O alarme do celular acordou Susana. Ela observou o marido dormindo e sorriu. Se dirigiu ao banheiro e começou a se arrumar. Devidamente pronta, desceu até a cozinha. Estava um pouco atrasada para o seu primeiro dia no consultório novo, mas precisava deixar o café da manhã pronto.
Pegou o açúcar e o café e quase escorregou na frente da pia. A caixa de leite estava dilacerada e o leite havia derramado no chão. Ela limpou e terminou os afazeres. Beta apareceu encostada no portal da cozinha sorrindo para a mãe. Paulo descia as escadas.

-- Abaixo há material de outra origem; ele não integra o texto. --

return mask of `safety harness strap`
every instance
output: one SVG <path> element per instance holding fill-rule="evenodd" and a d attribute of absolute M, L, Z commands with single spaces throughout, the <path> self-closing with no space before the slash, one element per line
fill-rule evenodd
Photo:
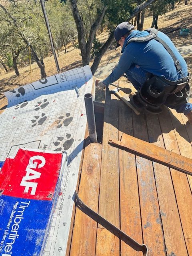
<path fill-rule="evenodd" d="M 173 60 L 177 71 L 178 71 L 178 72 L 180 72 L 181 74 L 182 77 L 183 78 L 184 76 L 182 71 L 182 68 L 180 64 L 179 61 L 177 59 L 176 56 L 169 46 L 164 41 L 158 36 L 157 35 L 158 34 L 158 30 L 155 28 L 148 28 L 148 29 L 146 29 L 145 31 L 148 31 L 150 33 L 150 34 L 148 36 L 142 37 L 133 37 L 128 41 L 127 43 L 127 45 L 130 43 L 132 42 L 148 42 L 152 39 L 156 40 L 164 46 L 166 50 L 169 53 Z"/>
<path fill-rule="evenodd" d="M 160 43 L 162 44 L 163 45 L 165 49 L 167 50 L 168 52 L 169 53 L 170 55 L 172 57 L 172 58 L 174 61 L 174 63 L 175 64 L 175 66 L 176 67 L 176 68 L 177 69 L 177 70 L 178 72 L 181 72 L 182 70 L 182 68 L 181 67 L 181 65 L 180 65 L 180 63 L 179 62 L 179 61 L 177 59 L 176 56 L 174 54 L 173 51 L 169 46 L 164 41 L 161 39 L 158 36 L 156 36 L 156 37 L 154 38 L 155 40 L 158 41 Z"/>

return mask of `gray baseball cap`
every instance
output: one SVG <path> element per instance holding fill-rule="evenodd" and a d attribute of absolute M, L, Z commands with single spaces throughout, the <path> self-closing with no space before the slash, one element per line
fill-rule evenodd
<path fill-rule="evenodd" d="M 124 36 L 133 28 L 134 28 L 133 25 L 127 21 L 125 21 L 118 25 L 114 31 L 114 36 L 117 42 L 116 49 L 120 46 L 118 41 L 121 38 L 121 37 Z"/>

O café estava na mesa e os três se entreolharam com um ar esperançoso. Susana se despediu e foi para o trabalho. Paulo iria cuidar da filha que estava em férias escolares e no período da tarde retomaria seu trabalho como escritor.
A garotinha tirou alguns brinquedos das caixas, espalhou-os no tapete e começou a criar enredos com os brinquedos. Sentiu falta de sua boneca favorita e remexeu dentro das caixas para achá-la. Enquanto procurava, acabou encontrando um móbile de berço desgastado embaixo de sua boneca.
A garrafa de café esvaziara-se da mesma forma que as ideias de Paulo. Sentado há horas na frente da tela em branco, ele não conseguia formular nenhuma frase. Seus olhos vasculhavam a biblioteca da casa e o olhar paralisava na espingarda emoldurada no alto da parede.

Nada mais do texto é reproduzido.